Depuis vingt ans en effet, et surtout depuis 2004, l’adhésion à l’OTAN est un passage obligé pour devenir membre de l’Union européenne. Je vous renvoie à mon dernier ouvrage « Europe, chronique d’une mort annoncée » aux Éditions de l’Infini, où tout cela est exposé en long, en large et en détail…
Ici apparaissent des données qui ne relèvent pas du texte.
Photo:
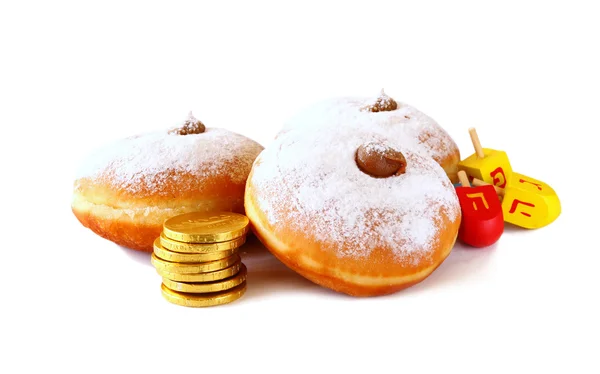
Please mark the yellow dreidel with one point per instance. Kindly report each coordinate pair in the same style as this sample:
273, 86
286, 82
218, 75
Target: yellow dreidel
527, 202
488, 165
Plus inquiétant, c’est le retour insensible à une situation de pré-guerre froide avec le bloc eurasiatique, Russie et au-delà, Chine. « On » nous a annoncé récemment, avec des accents triomphaux, l’intention de l’Administration américaine d’abandonner le bouclier anti-missile qui devait être installé en Pologne et en Tchéquie. Nos fins observateurs se sont apparemment réjouis un peu vite. La réalité est tout autre : aux missiles d’interception qui devaient être positionnés en Pologne, seraient substitués, à partir de 20012, des intercepteurs embarqués, en Mer Baltique (un « Golfe » européen en quelque sorte !) sur des bâtiments de guerre de la classe Ægis. Une menace encore plus précise, faisant à nouveau de l’Europe, en l’occurrence l’espace extra-atmosphérique et le ciel européens, un champ de bataille potentiel dans une guerre futuriste, missiles contre missiles. Vingt ans après la fin de la Guerre froide rien n’a donc vraiment changé sur le fond et l’Europe reste ce qu’elle a toujours été depuis 1945, le champ clos de la rivalité, et des possibles affrontements, entre Océania et Eurasia (référence obligée à « 1984 » le chef d’œuvre prophétique de George Orwell), la thalassocratie, l’empire des mers contre la puissance continentale, Amérique versus Russie… Ah les beaux jours !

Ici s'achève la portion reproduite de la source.